In something of a cautionary tale for outsourcing services providers, Satyam Computer Services, the fourth largest Indian outsourcing company that currently serves more than a third of the Fortune 500 companies, confessed this week that it had significantly inflated its earnings and assets for years. On Jan. 7, a report in The New York Times said the company’s chairman, Ramalinga Raju, had “resigned after revealing he had systematically falsified accounts as the company expanded from a handful of employees into a back-office giant with a work force of 53,000 and operations in 66 countries. The news set off a ruckus in Indian stock markets and cast a shadow of doubt on the Indian outsourcing industry.
Raju admitted that 50.4 billion rupees, or $1.04 billion, of the 53.6 billion rupees in cash and bank loans the company listed in assets for its second quarter, which ended in September, were nonexistent. In addition, revenues for the quarter were 20 percent lower than the 27 billion rupees reported, and the company’s operating margin was a fraction of what it declared, he said in a letter to directors that was distributed by the Bombay Stock Exchange.
Satyam clients have included General Electric, General Motors, Nestlé and the United States government, with the company handling finances and accounting for many of these organizations.

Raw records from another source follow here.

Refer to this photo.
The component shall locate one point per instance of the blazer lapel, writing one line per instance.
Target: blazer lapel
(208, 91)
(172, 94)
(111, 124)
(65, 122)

According to the story in The NY Times, analysts at Religare Hichens Harrison said, “This development is going to have a major impact on Satyam’s business with its clients.” Those analysts expect to see a lot of Satyam’s clients migrating to such competing firms as Infosys, Tata Consultancy Services, and Wipro, the top three companies in Indian outsourcing.
Raju described a small discrepancy that grew beyond his control, beginning with a marginal gap between actual operating profit and the one reflected in the books of accounts, which continued to grow over the years. He tried to bridge the gap but failed. He claimed that neither he nor co-founder and managing director B. Rama Raju had “taken one rupee/dollar from the company.”
But while this massive fraud was gathering steam, were the company’s compliance and governance officers sound asleep? Satyam has been listed on the New York Stock Exchange since 2001, and on Euronext since January of 2008. The company has been audited by PricewaterhouseCoopers since its listing on the New York Stock exchange.
Satyam has been under scrutiny in the last few months of 2008, after an October report that the company had been banned from World Bank contracts for installing spy software on some World Bank computers. On Dec. 30, analysts with Forrester Research warned that corporations that rely on Satyam might ultimately need to stop doing business with the company. Which means not only that other providers stand to gain some very important clients, but also that the onus will be on them to keep their noses demonstrably clean.
According to the story in the Times, the scandal raises questions over accounting standards in India as a whole, as observers ask whether similar problems might lie buried elsewhere. The risk premium for Indian companies will rise in investors’ eyes, said Nilesh Jasani, India strategist at Credit Suisse.
News of the scandal — quickly compared to the collapse of Enron — sent jitters through the Indian stock market, and the benchmark Sensex index fell more than 5 percent. Shares in Satyam fell more than 70 percent.